Once a couple has received an anencephalic diagnosis, it is vital for them to schedule an appointment with a geneticist. The sessions with the genetic expert will equip the parents with useful information regarding the disease, and will include how to ensure that the condition does not recur in the future as well as the available alternatives for testing and identifying the condition. In an ideal situation, the services of a genetic counselor should be sought prenatally and the following duration until the end of the pregnancy. Genetic counselors provide advice on how to get through the intricate psychosocial problems that families often have after receiving news that their babies have anencephaly.

Diet

It has been reported that the chances or the recurrence of anencephaly are 4% in mothers who have previously had babies with the condition. To prevent future cases, taking folic acid tablets as well as foods augmented with folate before trying to conceive and in the course of forthcoming gravidities is suggested (Youngblood et al., 2013). Adequate folates cannot be obtained from diet alone. Therefore, a daily intake of 400 µg folic acid is recommended (Youngblood et al., 2013).

Medications

Regrettably, no treatment is available for a child with anencephaly. However, the baby and his family can still receive moral support.

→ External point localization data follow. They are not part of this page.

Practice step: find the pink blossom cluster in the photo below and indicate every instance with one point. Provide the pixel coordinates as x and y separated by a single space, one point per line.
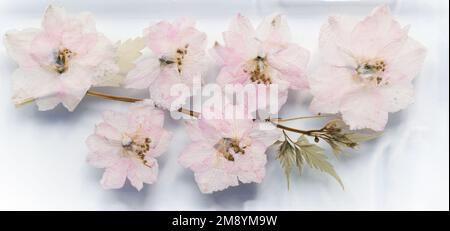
365 72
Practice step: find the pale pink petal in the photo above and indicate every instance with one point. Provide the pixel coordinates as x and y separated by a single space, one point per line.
215 180
196 155
97 48
43 49
144 117
115 176
335 41
232 75
251 165
162 144
139 173
291 63
408 62
144 73
226 56
160 92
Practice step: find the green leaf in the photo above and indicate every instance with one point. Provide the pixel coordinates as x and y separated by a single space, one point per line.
286 155
315 157
126 53
336 147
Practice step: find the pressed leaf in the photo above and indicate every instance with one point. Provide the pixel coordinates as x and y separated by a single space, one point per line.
286 155
315 157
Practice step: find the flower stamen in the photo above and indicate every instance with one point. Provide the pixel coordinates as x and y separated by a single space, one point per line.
258 71
62 59
136 149
229 147
371 71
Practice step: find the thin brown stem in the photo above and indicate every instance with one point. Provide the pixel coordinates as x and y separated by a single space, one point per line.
303 132
298 118
112 97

Perinatal hospice care, which is usually offered in many hospitals provides support for these families from pregnancy, delivery, and death by honoring the memories of the baby. Perinatal hospice is a frame of mind that specializes in providing care to the baby and his parents in a loving and honorable manner.

Conclusion

Anencephaly is a congenital defect with fatal effects on the fetus due to the abnormality of brain development. Even though no treatment exists, families with affected babies can receive adequate counseling to help them cope with the loss of their babies.

References

Centers for Disease Control and Prevention. (2016). Web.

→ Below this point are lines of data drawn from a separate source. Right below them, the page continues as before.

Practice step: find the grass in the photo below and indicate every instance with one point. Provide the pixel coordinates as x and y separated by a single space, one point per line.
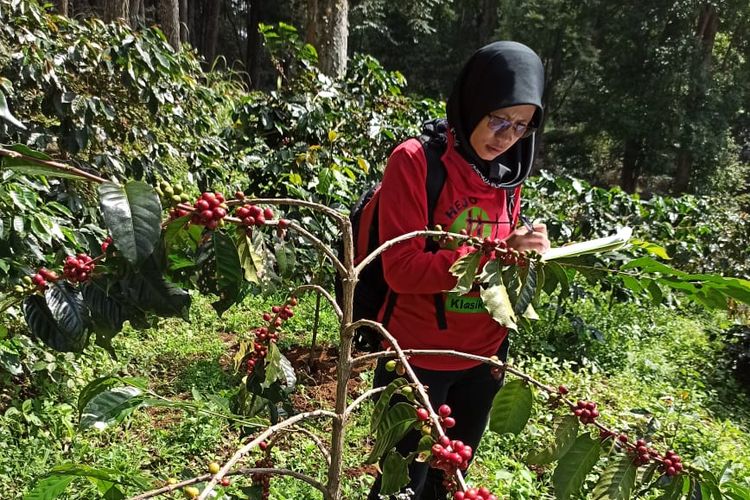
652 371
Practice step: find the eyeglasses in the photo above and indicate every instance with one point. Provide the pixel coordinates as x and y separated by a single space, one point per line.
499 125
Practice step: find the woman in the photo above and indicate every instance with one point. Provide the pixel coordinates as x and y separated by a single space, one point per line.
493 112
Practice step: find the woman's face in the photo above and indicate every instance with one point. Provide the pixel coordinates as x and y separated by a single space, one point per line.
489 144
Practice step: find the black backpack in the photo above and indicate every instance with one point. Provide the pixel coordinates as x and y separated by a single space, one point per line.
372 290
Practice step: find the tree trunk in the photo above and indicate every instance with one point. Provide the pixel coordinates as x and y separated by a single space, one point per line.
61 6
184 23
115 9
168 15
311 28
487 22
630 166
705 37
254 48
211 14
331 27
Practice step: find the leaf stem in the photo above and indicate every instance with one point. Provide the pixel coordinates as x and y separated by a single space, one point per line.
54 165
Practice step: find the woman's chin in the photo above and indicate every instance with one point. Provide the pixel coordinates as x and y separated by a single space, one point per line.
491 153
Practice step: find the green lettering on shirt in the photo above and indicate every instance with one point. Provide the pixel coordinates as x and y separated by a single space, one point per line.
462 304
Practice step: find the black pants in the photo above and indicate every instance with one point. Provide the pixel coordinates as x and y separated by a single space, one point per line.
469 393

Fleurke‐Rozema, J. H., Leijden, L., Kamp, K., Pajkrt, E., Bilardo, C. M., & Snijders, R. J. M. (2015). Timing of detection of anencephaly in The Netherlands. Prenatal Diagnosis, 35(5), 483-485.

Jaquier, M., Klein, A., & Boltshauser, E. (2006). Spontaneous pregnancy outcome after prenatal diagnosis of anencephaly. BJOG: An International Journal of Obstetrics and Gynecology, 113(8), 951-953.

Johnson, C. Y., Honein, M. A., Dana Flanders, W., Howards, P. P., Oakley, G. P., & Rasmussen, S. A. (2012). Pregnancy termination following prenatal diagnosis of anencephaly or spina bifida: A systematic review of the literature. Birth Defects Research Part A: Clinical and Molecular Teratology, 94(11), 857-863.

Reddy, J., & Ramanappa, M. V. (2016). Anencephaly and its associated anomalies in antenatal scans, Journal of Evidence Based Medicine and Healthcare, 3(23), 1033-1035.

Youngblood, M. E., Williamson, R., Bell, K. N., Johnson, Q., Kancherla, V., & Oakley, G. P. (2013). 2012 Update on global prevention of folic acid–preventable spina bifida and anencephaly. Birth Defects Research Part A: Clinical and Molecular Teratology, 97(10), 658-663.